Lückenhafte Datenlage zur Versorgung von LSBTIQ-Personen

Berlin: (hib/PK) Die Datenlage zur spezifischen gesundheitlichen Situation und Versorgung von sogenannten LSBTIQ-Personen ist nach Angaben der Bundesregierung in Teilbereichen lückenhaft. Laufende Befragungen würden schrittweise um differenzierte Fragen zur geschlechtlichen Identität erweitert, heißt es in der Antwort (21/6267(Dokument, öffnet ein neues Fenster)) der Bundesregierung auf eine Kleine Anfrage (21/5991(Dokument, öffnet ein neues Fenster)) der Linksfraktion.

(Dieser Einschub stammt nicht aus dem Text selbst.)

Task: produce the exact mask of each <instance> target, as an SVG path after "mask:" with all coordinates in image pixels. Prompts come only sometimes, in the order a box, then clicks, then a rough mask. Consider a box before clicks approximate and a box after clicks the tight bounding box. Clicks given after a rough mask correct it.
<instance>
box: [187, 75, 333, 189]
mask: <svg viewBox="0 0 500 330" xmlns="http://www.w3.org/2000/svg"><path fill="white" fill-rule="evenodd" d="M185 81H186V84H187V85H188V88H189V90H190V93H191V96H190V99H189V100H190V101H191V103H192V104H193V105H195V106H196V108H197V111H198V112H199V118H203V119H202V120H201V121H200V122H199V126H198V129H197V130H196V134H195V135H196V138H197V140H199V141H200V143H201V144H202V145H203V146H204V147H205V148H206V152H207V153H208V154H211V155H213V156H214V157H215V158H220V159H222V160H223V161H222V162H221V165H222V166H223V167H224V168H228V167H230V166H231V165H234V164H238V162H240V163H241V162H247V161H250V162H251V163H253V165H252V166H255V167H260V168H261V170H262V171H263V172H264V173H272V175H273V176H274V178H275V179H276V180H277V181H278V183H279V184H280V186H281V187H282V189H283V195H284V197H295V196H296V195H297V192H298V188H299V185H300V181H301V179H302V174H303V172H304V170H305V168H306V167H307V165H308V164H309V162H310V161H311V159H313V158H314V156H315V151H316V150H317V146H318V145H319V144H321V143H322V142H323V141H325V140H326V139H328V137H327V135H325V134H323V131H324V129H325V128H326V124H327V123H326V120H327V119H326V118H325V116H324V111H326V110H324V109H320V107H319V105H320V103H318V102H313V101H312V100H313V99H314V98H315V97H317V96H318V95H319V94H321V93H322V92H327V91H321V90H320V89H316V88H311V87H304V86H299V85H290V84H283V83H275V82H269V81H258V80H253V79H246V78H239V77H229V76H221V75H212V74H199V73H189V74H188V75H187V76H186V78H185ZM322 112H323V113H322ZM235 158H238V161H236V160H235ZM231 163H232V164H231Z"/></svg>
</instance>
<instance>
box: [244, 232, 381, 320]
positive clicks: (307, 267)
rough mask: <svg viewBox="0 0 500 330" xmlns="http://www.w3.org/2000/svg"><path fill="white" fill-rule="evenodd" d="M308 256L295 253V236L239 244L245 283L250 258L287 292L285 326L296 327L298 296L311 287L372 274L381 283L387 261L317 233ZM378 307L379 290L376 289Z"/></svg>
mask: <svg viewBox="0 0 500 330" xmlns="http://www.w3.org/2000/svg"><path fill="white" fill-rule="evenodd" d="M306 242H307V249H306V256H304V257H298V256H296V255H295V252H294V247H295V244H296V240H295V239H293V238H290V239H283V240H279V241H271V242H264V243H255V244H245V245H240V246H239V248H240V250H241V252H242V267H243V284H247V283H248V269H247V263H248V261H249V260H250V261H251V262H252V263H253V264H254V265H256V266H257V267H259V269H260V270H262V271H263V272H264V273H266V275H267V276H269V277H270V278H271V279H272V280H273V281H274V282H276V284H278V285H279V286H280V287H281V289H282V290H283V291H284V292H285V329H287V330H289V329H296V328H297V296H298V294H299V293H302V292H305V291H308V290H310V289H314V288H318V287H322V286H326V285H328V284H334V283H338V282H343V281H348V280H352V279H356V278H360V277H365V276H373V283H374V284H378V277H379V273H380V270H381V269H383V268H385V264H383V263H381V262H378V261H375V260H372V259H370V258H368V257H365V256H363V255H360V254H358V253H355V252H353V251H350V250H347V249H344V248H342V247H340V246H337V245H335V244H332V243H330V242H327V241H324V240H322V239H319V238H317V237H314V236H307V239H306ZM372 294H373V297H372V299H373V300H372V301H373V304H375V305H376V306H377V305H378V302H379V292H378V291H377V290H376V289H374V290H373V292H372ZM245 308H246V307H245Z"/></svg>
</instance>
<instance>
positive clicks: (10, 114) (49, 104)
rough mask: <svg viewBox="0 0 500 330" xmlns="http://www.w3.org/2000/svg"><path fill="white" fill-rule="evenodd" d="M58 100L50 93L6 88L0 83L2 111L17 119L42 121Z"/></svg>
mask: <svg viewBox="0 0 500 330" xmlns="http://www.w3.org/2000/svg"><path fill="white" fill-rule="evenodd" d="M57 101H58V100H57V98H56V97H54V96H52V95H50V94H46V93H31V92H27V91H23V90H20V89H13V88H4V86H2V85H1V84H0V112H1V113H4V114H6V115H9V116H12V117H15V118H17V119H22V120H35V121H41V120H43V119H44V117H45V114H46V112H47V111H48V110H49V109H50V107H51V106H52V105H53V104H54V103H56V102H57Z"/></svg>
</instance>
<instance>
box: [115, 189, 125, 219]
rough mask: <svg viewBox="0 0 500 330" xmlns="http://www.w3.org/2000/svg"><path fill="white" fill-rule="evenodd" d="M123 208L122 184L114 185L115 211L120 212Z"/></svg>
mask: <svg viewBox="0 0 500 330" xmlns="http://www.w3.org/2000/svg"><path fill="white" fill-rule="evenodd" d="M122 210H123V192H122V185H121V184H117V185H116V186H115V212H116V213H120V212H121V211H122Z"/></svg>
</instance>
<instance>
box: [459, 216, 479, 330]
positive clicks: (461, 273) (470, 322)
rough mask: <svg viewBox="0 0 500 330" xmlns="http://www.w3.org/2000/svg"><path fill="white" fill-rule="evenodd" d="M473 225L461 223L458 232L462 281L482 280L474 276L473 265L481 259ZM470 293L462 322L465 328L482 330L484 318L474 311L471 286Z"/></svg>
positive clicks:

So würden mit dem Panel „Gesundheit in Deutschland“ (GEDA) des Robert Koch-Instituts (RKI) unter anderem Daten zu selbstwahrgenommenen Diskriminierungserfahrungen im Alltag, aber auch zu wahrgenommenen Diskriminierungserfahrungen im Gesundheits- und Pflegebereich erhoben. Allerdings wiesen die Auswertungen vergleichsweise niedrige Fallzahlen bei trans und genderdiversen Personen auf, sodass Analysen schwierig seien.